In this tutorial, you will learn:
- Tokenization: breaking text into words
- Word frequency analysis
- Stopword removal
- Comparing word frequencies across documents
- Visualizing word distributions

In [None]:
# ============================================
# COLAB SETUP - Run this cell first!
# ============================================
# This cell sets up the environment for Google Colab
# Skip this cell if running locally

import os

# Clone the repository if running in Colab
if 'google.colab' in str(get_ipython()):
    if not os.path.exists('capital-archives-nlp'):
        !git clone https://github.com/buildLittleWorlds/capital-archives-nlp.git
    os.chdir('capital-archives-nlp')
    
    # Install/download NLTK data
    import nltk
    nltk.download('punkt', quiet=True)
    nltk.download('punkt_tab', quiet=True)
    nltk.download('stopwords', quiet=True)
    print("✓ Repository cloned and NLTK data downloaded!")
else:
    print("✓ Running locally - no setup needed")

In [None]:
# Standard imports
import pandas as pd
import numpy as np
import re
from collections import Counter
import matplotlib.pyplot as plt

# NLP libraries
import nltk
from nltk.tokenize import word_tokenize, sent_tokenize
from nltk.corpus import stopwords

# Download required NLTK data (run once)
nltk.download('punkt', quiet=True)
nltk.download('stopwords', quiet=True)
nltk.download('punkt_tab', quiet=True)

print("Libraries loaded.")

In [None]:
# Load our data
manuscripts = pd.read_csv('manuscripts.csv')
texts = pd.read_csv('manuscript_texts.csv')

# Create a combined corpus
corpus = texts.groupby('manuscript_id').agg(
    text=('text', ' '.join)
).reset_index()

corpus = corpus.merge(
    manuscripts[['manuscript_id', 'title', 'author', 'genre', 'authenticity_status']],
    on='manuscript_id',
    how='left'
)

print(f"Loaded {len(corpus)} documents")

## 3.1 What is Tokenization?

**Tokenization** is the process of breaking text into smaller units called **tokens**. Usually, tokens are words, but they can also be sentences, paragraphs, or even individual characters.

In [None]:
# Simple tokenization: split on whitespace
sample_text = "Grigsu argued that words are hard, like stones. Yasho disagreed—she believed in dissolution."

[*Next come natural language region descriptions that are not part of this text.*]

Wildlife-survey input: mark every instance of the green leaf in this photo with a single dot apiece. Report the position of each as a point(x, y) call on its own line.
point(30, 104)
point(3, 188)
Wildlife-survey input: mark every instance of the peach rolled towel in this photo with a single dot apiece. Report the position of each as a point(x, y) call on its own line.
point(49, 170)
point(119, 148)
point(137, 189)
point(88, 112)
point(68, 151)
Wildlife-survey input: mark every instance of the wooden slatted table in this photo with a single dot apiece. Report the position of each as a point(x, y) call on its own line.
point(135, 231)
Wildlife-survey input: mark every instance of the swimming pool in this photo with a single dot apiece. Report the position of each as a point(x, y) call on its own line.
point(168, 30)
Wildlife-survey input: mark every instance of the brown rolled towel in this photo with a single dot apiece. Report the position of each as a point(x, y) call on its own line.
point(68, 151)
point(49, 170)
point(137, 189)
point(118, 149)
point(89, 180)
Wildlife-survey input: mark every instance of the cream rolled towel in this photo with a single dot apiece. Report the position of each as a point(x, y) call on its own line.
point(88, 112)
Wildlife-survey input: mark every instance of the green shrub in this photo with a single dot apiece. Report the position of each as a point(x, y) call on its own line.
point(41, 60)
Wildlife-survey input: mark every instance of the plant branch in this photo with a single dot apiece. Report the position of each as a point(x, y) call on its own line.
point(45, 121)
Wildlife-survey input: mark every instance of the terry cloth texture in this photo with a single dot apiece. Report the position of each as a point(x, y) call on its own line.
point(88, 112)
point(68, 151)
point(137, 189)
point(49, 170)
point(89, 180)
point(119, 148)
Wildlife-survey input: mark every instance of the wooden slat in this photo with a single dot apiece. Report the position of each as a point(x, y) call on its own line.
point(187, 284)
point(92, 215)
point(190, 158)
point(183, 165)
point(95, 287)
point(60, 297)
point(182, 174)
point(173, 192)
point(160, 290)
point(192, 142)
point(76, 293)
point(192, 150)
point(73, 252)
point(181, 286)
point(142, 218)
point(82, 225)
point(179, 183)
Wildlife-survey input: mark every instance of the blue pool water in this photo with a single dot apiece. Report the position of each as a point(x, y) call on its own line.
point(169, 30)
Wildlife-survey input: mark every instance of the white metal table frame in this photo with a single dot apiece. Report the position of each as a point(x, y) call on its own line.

simple_tokens = sample_text.split()
print("Simple split():")
print(simple_tokens)

In [None]:
# Problem: punctuation is attached to words!
# 'hard,' and 'stones.' include punctuation
# 'disagreed—she' is treated as one token

# Better: use NLTK's word_tokenize
nltk_tokens = word_tokenize(sample_text)
print("\nNLTK word_tokenize():")
print(nltk_tokens)

In [None]:
# NLTK separates punctuation from words
# But notice: it keeps punctuation as separate tokens
# We might want to remove them

# Filter to keep only alphabetic tokens
word_tokens = [token for token in nltk_tokens if token.isalpha()]
print("\nAlphabetic tokens only:")
print(word_tokens)

### Building a Tokenization Function

Let's create a reusable tokenization function for our corpus.

In [None]:
def tokenize(text, lowercase=True, remove_punctuation=True):
    """
    Tokenize text into words.
    
    Parameters:
    -----------
    text : str
        The text to tokenize
    lowercase : bool
        Convert tokens to lowercase
    remove_punctuation : bool
        Remove non-alphabetic tokens
        
    Returns:
    --------
    list : List of tokens
    """
    if pd.isna(text):
        return []
    
    # Tokenize
    tokens = word_tokenize(str(text))
    
    # Lowercase
    if lowercase:
        tokens = [t.lower() for t in tokens]
    
    # Remove punctuation
    if remove_punctuation:
        tokens = [t for t in tokens if t.isalpha()]
    
    return tokens

# Test it
print(tokenize(sample_text))

In [None]:
# Tokenize our entire corpus
corpus['tokens'] = corpus['text'].apply(tokenize)
corpus['token_count'] = corpus['tokens'].apply(len)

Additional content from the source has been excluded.